Why is innovation so hard?:
This talk will provide best practices for both leaders and doers of innovation for simultaneously being efficient and exploring. Companies that simultaneously explore and be efficient will win in the marketplace because they will be able to scale things that the market needs. Paradoxically, the average life expectancy for an innovation group in an established company is about 24 months. Despite selecting the best and brightest to lead innovation and giving them top level support with a budget, innovation groups are being disbanded. Something is wrong? Many articles have been written about the difficulties of making the new a reality in an established organization and they all have truth embedded within them. However, the root cause might be very simple and yet, very daunting. It might be embedded in the simple fact that established companies are or have been highly successfully. Established companies exist because they have successfully created scale. If they fail to achieve scale, someone else will eventually deliver their value proposition more efficiently and they will inevitably decline. And, scale requires consistency. So, why is innovation so hard in an established company? Innovation is hard because the very things that makes a company thrive are exactly the same things that make is difficult for them to embrace the new. Therefore, the root cause of why it is hard to do the new is that established companies are rightly designed for sameness while innovation requires newness.
It is a mistake to leave the product decisions to the Product Owner alone. Every member of an always-improving, self-organizing Scrum team will help to make the team’s work and the product better. This highly collaborative session will have a section on prepared insights on how to tweak typical Scrum practice as learned from several years of software development on Scrum teams; then the bulk of the time will be open for your insights on how you have tweaked Scrum that you might share with the group. However, this discussion will not simply be show-and-tell time; instead, we will think through the suggestions from a product lens in order to see if the potential impact is outweighed by missing out on the benefits from “untweaked” Scrum. We will avoid dogmatic thinking but not controversy as we tweak Scrum together.
You keep using that word, I do not think it means what you think it means:
I love product and agile but its plethora of concepts, practices and tools, can often confuse teams. As we became a product organization at my company, we noticed many teams were focused on rituals over the outcomes. To help them embrace the craftsmanship of product and engineering, we blended the culture we wanted with Agile Fluency empowering them to create their own roadmap. Through this process each team determined what they wanted to learn and developed a shared understanding; ultimately creating their own unique path towards self-management.

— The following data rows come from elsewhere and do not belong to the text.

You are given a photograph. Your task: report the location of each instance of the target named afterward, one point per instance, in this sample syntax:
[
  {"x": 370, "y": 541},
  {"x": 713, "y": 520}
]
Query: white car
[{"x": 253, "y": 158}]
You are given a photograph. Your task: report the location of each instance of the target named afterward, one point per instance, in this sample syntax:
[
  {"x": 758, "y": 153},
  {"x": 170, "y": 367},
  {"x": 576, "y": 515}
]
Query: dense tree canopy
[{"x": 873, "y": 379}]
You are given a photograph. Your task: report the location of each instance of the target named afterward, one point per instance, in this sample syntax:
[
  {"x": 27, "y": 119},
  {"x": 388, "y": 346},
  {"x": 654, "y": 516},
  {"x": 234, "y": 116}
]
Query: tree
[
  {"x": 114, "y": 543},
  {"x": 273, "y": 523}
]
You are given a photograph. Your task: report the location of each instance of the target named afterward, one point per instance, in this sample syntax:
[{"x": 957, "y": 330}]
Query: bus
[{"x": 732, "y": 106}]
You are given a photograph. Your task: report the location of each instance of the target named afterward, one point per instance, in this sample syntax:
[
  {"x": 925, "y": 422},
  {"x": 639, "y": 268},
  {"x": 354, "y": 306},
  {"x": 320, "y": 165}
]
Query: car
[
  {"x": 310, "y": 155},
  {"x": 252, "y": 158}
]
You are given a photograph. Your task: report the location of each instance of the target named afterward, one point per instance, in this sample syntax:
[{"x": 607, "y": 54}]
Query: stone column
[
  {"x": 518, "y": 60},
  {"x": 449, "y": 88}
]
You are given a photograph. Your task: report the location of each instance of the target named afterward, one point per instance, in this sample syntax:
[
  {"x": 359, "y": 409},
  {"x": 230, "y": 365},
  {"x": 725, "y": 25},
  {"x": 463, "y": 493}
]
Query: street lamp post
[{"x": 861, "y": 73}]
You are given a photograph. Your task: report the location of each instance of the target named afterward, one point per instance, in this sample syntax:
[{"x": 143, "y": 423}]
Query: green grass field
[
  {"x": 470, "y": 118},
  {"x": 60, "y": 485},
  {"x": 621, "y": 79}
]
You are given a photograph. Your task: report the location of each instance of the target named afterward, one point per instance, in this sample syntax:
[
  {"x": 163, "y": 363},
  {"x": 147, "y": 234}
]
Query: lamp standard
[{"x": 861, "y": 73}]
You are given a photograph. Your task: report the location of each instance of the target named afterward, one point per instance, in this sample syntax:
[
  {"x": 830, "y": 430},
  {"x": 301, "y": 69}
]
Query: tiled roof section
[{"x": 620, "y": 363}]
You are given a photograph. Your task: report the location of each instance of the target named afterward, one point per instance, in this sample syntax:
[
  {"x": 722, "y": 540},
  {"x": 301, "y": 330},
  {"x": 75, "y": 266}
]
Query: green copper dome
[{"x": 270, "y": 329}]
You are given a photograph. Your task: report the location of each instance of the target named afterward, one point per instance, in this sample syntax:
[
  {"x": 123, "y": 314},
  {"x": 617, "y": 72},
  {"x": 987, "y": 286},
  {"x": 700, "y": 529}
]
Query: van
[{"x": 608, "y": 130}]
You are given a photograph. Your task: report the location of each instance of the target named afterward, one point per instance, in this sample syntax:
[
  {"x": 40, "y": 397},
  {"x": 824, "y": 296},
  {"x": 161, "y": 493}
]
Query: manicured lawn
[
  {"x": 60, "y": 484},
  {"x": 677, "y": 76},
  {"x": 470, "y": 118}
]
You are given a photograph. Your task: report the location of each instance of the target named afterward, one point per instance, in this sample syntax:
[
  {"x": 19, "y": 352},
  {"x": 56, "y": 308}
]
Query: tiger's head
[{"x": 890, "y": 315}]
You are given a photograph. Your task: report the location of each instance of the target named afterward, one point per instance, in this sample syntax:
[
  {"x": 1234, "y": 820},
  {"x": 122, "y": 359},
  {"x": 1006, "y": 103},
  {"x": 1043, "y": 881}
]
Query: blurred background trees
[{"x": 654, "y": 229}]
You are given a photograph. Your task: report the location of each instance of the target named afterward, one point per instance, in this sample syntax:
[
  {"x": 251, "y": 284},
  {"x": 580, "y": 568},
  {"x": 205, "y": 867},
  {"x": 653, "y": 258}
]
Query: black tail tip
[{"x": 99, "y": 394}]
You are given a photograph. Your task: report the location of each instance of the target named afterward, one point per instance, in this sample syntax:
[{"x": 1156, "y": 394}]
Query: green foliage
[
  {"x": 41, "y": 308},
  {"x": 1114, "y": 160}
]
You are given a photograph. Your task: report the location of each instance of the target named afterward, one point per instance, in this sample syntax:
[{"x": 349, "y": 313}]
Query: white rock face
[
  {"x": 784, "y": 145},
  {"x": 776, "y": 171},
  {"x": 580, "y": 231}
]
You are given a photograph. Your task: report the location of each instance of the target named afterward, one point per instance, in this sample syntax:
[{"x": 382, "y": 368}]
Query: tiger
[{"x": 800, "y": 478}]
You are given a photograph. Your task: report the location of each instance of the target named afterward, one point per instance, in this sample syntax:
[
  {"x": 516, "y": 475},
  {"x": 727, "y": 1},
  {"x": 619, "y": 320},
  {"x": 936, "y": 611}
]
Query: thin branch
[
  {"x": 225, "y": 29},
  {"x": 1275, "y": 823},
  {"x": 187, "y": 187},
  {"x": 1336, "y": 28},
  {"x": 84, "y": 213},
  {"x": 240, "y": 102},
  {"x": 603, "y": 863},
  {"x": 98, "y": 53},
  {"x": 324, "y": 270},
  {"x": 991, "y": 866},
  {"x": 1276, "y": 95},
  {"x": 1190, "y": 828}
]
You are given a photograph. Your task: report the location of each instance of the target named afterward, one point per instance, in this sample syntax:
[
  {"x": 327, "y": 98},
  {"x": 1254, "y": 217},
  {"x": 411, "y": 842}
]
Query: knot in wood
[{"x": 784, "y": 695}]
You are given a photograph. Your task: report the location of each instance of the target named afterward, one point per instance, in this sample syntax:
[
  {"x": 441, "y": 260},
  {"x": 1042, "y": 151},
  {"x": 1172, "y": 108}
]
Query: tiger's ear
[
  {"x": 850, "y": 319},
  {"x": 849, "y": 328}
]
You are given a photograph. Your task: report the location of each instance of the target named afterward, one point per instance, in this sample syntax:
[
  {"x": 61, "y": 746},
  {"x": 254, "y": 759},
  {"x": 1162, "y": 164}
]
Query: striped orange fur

Words Are Tricky Things: Creating Shared Understanding:
Ever wondered what the heck someone meant by a particular requirement? Ever been surprised to discover that you were using the same word as someone else but meant something totally different? Congratulations, you’re human! Language is an imprecise tool for communication, but it’s the best one we have, so we’re stuck with it. In this talk, I’ll go over the reasons why communication can go wrong, how to detect when it’s happening, and give you some actionable techniques you can use to generate and document shared understanding.